The report provides a detailed picture of the current investment landscape across fuels, technologies and countries. It shows that the energy system is undergoing a broad reorientation toward low-carbon energy and efficiency but investment in key clean energy technologies needs to be further ramped up to put the world economy on track for climate stabilization, IEA says. Other findings include the following:
The U.S. Department of Energy (DOE) released this week a Request for Information seeking input on priority RD&D areas under its “H2@Scale” program to enable deep decarbonization of industrial, transportation, and power generation sectors through wide-scale deployment of hydrogen. Read more about it here.
The World Bank in this report notes that air pollution has emerged as the deadliest form of pollution and the fourth leading risk factor for premature deaths worldwide. Those deaths cost the global economy about US$225 billion in lost labor income in 2013, and costs the global economy more than $5 trillion annually in welfare costs. An estimated 5.5 million lives were lost in 2013 to diseases associated with outdoor and household air pollution, with the most devastating damage is occurring in the developing world.

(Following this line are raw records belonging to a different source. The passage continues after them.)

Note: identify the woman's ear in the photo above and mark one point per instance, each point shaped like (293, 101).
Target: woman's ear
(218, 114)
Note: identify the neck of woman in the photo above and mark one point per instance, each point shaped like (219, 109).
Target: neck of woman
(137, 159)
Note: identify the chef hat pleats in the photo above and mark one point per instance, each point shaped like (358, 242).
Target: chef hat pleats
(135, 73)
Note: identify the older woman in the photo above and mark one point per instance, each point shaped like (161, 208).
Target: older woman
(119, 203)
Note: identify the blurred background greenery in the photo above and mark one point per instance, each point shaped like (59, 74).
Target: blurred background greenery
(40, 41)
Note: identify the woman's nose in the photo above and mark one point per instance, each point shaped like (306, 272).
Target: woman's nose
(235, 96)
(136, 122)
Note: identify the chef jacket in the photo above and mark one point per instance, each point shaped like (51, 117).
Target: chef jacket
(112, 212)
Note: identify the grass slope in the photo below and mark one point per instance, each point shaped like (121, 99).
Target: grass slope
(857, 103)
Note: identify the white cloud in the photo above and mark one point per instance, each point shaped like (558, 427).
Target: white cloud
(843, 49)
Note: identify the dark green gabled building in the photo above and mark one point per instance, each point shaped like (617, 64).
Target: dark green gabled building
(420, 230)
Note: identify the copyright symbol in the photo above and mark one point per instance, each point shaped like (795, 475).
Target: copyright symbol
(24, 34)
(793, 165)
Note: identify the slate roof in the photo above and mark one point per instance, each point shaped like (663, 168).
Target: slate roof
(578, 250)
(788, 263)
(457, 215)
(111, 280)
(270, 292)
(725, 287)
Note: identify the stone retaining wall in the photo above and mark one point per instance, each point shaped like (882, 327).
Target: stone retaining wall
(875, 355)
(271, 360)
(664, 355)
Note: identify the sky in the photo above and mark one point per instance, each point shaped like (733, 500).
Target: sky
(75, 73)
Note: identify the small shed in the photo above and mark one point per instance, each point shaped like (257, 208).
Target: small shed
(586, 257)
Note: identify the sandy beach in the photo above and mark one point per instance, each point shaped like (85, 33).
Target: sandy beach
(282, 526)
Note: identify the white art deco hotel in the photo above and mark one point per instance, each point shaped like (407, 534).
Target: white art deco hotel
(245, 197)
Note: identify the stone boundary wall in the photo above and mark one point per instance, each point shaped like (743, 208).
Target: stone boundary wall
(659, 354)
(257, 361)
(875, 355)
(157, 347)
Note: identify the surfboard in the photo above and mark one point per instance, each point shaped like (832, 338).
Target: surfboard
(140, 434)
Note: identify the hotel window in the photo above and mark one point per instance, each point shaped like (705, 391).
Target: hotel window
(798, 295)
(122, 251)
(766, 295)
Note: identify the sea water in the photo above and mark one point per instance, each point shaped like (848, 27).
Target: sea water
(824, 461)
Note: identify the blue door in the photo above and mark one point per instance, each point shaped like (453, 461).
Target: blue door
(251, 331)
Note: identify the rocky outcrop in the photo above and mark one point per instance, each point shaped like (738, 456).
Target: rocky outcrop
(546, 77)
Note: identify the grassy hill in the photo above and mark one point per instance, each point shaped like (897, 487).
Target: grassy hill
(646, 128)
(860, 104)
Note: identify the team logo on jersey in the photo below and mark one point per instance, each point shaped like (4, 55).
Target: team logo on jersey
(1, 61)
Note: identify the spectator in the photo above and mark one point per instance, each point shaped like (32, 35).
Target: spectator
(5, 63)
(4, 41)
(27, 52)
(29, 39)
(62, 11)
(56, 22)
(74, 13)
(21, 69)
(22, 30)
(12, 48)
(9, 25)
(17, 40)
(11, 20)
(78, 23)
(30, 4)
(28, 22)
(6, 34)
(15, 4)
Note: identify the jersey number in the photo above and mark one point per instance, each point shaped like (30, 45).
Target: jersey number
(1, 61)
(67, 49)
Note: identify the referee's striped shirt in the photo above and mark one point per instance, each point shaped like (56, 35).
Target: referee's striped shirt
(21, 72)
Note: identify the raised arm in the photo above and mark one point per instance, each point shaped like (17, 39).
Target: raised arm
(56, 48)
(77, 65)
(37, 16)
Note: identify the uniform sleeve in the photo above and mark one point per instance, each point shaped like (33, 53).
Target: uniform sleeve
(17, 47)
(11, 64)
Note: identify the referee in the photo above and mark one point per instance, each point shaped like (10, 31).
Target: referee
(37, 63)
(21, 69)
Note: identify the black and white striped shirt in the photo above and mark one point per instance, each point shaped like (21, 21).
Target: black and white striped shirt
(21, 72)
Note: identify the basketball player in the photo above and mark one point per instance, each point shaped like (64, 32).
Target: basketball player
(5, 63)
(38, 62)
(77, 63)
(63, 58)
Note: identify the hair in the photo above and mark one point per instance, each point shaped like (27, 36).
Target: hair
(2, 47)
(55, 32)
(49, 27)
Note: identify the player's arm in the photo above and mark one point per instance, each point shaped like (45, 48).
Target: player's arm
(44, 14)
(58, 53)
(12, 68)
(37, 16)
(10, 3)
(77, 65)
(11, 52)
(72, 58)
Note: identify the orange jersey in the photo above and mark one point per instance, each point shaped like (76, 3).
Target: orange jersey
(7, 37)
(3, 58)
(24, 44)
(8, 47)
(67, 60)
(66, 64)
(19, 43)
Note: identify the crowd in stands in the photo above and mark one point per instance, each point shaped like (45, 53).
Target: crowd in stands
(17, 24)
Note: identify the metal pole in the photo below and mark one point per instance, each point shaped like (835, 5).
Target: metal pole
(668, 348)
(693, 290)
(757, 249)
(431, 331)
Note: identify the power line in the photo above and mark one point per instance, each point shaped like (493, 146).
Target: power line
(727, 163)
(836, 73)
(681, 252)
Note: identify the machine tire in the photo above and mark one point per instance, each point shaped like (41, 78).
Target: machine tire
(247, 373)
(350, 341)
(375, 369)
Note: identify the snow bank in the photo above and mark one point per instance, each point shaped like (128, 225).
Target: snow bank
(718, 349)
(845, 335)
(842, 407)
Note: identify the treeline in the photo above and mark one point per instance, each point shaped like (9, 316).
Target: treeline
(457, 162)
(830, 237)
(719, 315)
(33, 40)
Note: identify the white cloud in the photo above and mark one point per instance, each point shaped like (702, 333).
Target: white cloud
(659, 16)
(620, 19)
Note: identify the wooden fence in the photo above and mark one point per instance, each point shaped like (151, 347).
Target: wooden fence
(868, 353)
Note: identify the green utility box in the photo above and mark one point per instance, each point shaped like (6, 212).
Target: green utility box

However, TIME notes that the problem is not limited exclusively to the developing world. Thousands die prematurely in the U.S. as a result of related ailments. In many European countries, where diesel vehicles have become more common in recent years, that number reaches in the tens of thousands. And it’s not just the young and the elderly who are impacted, it’s also working-age men and women.
The report finds that annual labor income losses cost the equivalent of 0.83 percent of GDP in South Asia. In East Asia and the Pacific, where the population is ageing, labor income losses represent 0.25 percent of GDP, while in Sub-Saharan Africa, where air pollution impairs the earning potential of younger populations, annual labor income losses represent the equivalent of 0.61 percent of GDP, according to the World Bank.
Among other recommendations, the World Bank supports “encouraging a modal shift toward cleaner transport or promoting cleaner sources of energy, [as] such projects can also help reduce pollution.” It also recommends that air pollution-related economic impacts, especially health impacts, need to be incorporated into project cost-benefit analysis, which is done in the U.S. but not necessarily in other countries.